Une famille parisienne, bobo, banale. Une mère au foyer qui voit sa vie s’éteindre à mesure qu’elle s’enferme dans une routine domestique. Un père qui ne remarque pas que sa femme est au bout du rouleau et qui poursuit son rêve de devenir un producteur de musique reconnu. Le décor est planté. Alors lorsqu’une amie recommande Louise, nounou exceptionnelle, les parents débordés l’engagent sans beaucoup hésiter. Le piège se referme.
« La vie est devenue une succession de tâches, d’engagements à remplir, de rendez-vous à ne pas manquer. Myriam et Paul sont débordés. Ils aiment à le répéter comme si cet épuisement était le signe avant-coureur de la réussite. »
Happée par l’histoire dès la première phrase du livre, j’avais soif de connaître les circonstances du drame.
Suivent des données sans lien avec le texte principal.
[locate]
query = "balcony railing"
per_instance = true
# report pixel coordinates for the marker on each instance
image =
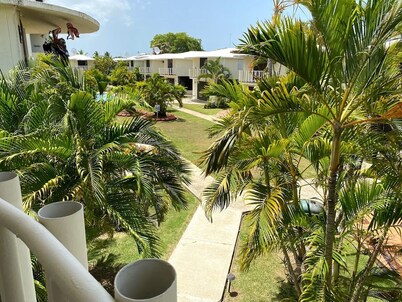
(250, 76)
(167, 71)
(65, 268)
(196, 72)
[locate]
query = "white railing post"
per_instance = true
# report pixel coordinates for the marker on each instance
(65, 220)
(75, 281)
(16, 278)
(146, 280)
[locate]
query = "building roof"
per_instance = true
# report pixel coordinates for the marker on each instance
(39, 18)
(220, 53)
(80, 58)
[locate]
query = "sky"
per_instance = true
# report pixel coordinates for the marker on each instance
(128, 26)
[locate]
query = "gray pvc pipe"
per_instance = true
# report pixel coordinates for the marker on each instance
(16, 278)
(146, 280)
(65, 220)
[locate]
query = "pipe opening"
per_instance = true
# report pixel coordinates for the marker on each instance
(145, 279)
(7, 176)
(59, 209)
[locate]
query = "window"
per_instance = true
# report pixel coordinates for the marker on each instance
(203, 61)
(240, 65)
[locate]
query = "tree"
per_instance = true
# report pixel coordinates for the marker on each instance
(215, 71)
(175, 42)
(156, 90)
(349, 84)
(104, 63)
(121, 76)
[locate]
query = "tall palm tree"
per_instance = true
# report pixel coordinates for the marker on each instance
(342, 59)
(126, 174)
(348, 84)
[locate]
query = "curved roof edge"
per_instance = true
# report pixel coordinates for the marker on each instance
(39, 18)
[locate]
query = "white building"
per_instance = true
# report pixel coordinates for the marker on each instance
(185, 68)
(81, 61)
(25, 25)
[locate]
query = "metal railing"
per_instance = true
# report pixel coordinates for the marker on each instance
(67, 277)
(250, 76)
(196, 72)
(167, 71)
(145, 70)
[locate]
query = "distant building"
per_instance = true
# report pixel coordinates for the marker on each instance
(81, 61)
(184, 68)
(25, 26)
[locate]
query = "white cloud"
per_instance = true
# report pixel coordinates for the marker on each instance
(102, 10)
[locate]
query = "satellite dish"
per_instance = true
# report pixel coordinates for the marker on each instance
(157, 50)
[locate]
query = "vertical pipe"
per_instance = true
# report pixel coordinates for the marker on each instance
(146, 280)
(80, 285)
(65, 220)
(16, 277)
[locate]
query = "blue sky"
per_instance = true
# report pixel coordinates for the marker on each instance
(128, 26)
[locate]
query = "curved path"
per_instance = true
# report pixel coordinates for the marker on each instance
(203, 256)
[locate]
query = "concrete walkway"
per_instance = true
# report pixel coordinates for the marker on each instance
(207, 117)
(203, 255)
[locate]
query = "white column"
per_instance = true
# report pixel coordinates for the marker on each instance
(16, 278)
(195, 88)
(72, 277)
(146, 280)
(65, 220)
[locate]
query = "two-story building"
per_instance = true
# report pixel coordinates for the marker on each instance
(185, 68)
(25, 26)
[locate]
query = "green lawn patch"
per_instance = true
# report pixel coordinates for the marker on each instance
(188, 133)
(200, 108)
(264, 281)
(107, 254)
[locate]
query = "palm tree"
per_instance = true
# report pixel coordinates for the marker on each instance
(342, 59)
(126, 174)
(156, 90)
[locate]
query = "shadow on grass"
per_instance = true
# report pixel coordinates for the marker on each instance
(103, 267)
(286, 292)
(104, 270)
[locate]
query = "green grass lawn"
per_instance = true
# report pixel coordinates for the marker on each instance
(200, 108)
(264, 281)
(188, 133)
(107, 254)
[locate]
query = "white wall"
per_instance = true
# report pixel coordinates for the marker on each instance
(11, 50)
(182, 66)
(36, 44)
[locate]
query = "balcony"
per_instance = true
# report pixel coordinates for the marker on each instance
(195, 72)
(167, 71)
(145, 70)
(250, 76)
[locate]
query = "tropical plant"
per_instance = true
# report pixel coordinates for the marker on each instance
(348, 84)
(156, 90)
(126, 174)
(175, 42)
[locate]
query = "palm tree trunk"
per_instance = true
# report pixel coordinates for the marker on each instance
(372, 260)
(290, 270)
(331, 201)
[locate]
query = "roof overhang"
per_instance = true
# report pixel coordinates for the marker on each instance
(40, 18)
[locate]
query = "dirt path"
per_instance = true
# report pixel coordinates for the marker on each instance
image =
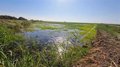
(105, 52)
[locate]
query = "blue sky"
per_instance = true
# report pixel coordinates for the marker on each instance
(104, 11)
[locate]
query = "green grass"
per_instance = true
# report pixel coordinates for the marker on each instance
(15, 53)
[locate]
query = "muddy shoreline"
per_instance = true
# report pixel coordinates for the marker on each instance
(105, 52)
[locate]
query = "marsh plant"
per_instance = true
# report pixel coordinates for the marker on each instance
(14, 52)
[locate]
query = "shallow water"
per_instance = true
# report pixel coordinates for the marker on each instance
(58, 36)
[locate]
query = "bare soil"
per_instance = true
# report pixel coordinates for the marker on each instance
(105, 52)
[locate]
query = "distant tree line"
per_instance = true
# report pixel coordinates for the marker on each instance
(11, 17)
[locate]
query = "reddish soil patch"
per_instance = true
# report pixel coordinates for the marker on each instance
(105, 52)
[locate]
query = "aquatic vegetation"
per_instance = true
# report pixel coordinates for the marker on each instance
(16, 52)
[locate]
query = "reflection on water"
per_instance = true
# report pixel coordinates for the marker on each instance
(54, 37)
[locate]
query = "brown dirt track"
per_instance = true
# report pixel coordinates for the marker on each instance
(105, 52)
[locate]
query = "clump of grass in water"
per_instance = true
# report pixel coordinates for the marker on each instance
(47, 57)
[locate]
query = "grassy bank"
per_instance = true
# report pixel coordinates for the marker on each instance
(15, 53)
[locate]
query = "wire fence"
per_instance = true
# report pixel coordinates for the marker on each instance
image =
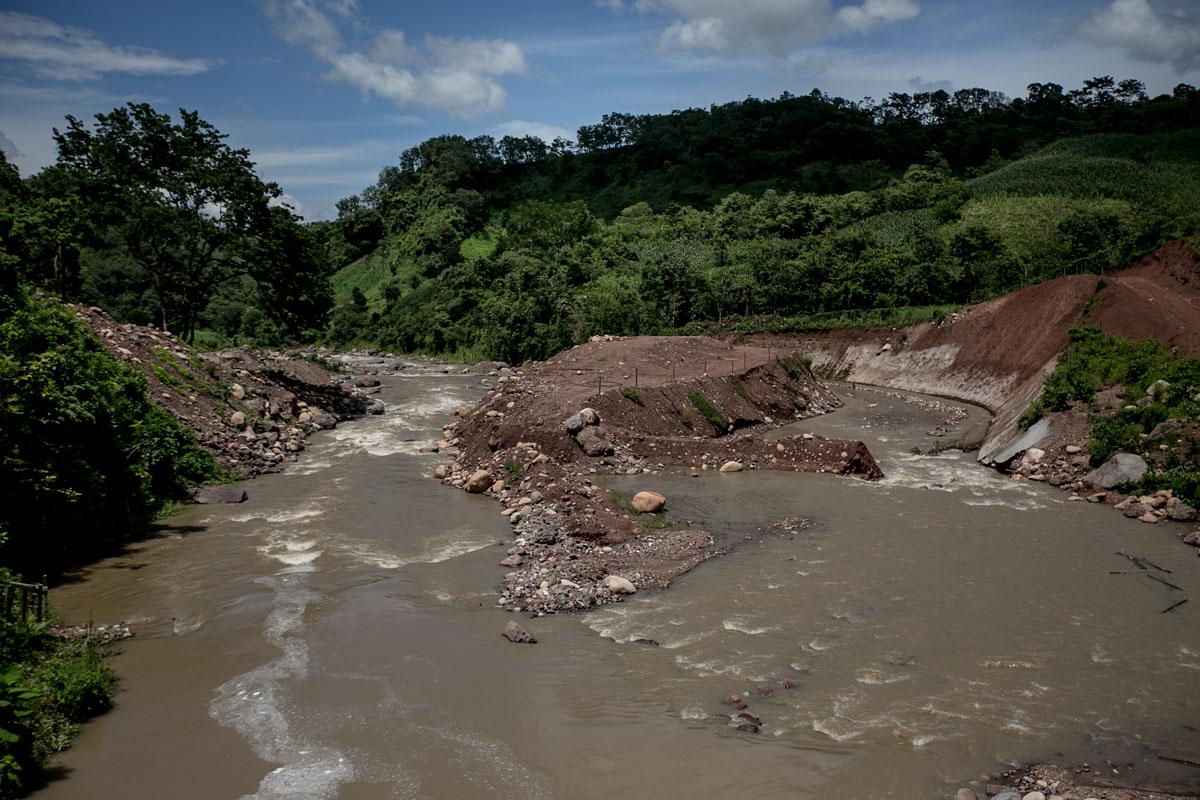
(643, 374)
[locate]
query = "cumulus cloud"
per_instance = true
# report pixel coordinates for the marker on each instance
(919, 84)
(64, 53)
(544, 131)
(1146, 34)
(459, 76)
(738, 28)
(10, 148)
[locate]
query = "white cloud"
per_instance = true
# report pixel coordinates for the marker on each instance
(459, 76)
(919, 84)
(1145, 34)
(10, 148)
(874, 13)
(545, 132)
(297, 206)
(64, 53)
(778, 28)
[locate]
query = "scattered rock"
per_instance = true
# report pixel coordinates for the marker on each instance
(594, 443)
(479, 481)
(619, 584)
(1122, 468)
(213, 494)
(517, 635)
(649, 501)
(1181, 513)
(580, 420)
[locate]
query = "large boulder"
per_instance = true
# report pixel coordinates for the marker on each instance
(479, 481)
(1122, 468)
(514, 632)
(580, 420)
(619, 585)
(648, 501)
(209, 494)
(324, 420)
(593, 441)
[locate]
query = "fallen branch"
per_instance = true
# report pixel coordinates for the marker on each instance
(1165, 583)
(1143, 563)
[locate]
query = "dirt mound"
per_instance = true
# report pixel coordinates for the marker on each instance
(1157, 298)
(637, 405)
(997, 354)
(251, 409)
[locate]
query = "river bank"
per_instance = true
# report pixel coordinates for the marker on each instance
(342, 612)
(537, 440)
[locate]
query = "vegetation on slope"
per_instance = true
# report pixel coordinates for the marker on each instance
(1158, 415)
(48, 686)
(87, 459)
(475, 266)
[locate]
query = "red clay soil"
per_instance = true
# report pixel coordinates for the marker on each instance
(570, 533)
(997, 354)
(1156, 298)
(251, 409)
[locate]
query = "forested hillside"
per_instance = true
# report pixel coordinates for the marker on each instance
(786, 214)
(774, 210)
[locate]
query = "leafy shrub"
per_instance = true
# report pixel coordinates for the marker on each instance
(708, 411)
(79, 683)
(85, 457)
(17, 705)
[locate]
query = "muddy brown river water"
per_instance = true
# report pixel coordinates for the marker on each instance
(337, 635)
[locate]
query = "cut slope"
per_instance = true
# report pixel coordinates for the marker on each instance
(997, 354)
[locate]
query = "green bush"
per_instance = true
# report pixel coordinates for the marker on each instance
(714, 419)
(85, 457)
(17, 707)
(79, 683)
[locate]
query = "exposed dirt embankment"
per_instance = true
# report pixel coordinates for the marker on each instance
(633, 405)
(251, 409)
(999, 353)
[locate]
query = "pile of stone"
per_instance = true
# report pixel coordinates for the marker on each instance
(1063, 469)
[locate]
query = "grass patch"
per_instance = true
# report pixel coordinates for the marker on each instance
(797, 370)
(1095, 361)
(48, 686)
(659, 521)
(633, 395)
(163, 376)
(708, 411)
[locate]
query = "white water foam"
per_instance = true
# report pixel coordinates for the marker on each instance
(742, 626)
(282, 516)
(252, 704)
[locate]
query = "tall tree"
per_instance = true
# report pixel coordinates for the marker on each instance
(186, 206)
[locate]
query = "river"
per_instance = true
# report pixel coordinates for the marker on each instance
(337, 636)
Acteur du roman, le lecteur essaye de repérer le moindre élément changeant, la moindre situation charnière, le point de non-retour où tout a basculé.
La magie de ce roman opère grâce au talent de l’auteure qui transforme une banale histoire de famille en terrain propice à l’horreur. Le théâtre de la vie humaine, les affres du quotidien, les travers des personnages qui ne sont ni tout noir ni tout blanc, tout y est ! En même temps, nous avons le droit à une belle satire de la société actuelle ; dans laquelle la réussite, la réalisation professionnelle et l’envie de construire une vie de famille ne font pas toujours bon ménage.
J’ai été entièrement plongée dans ce texte fluide et bien écrit et j’en ai même rêvé… Un livre qui fait froid dans le dos et qui va me poursuivre encore longtemps.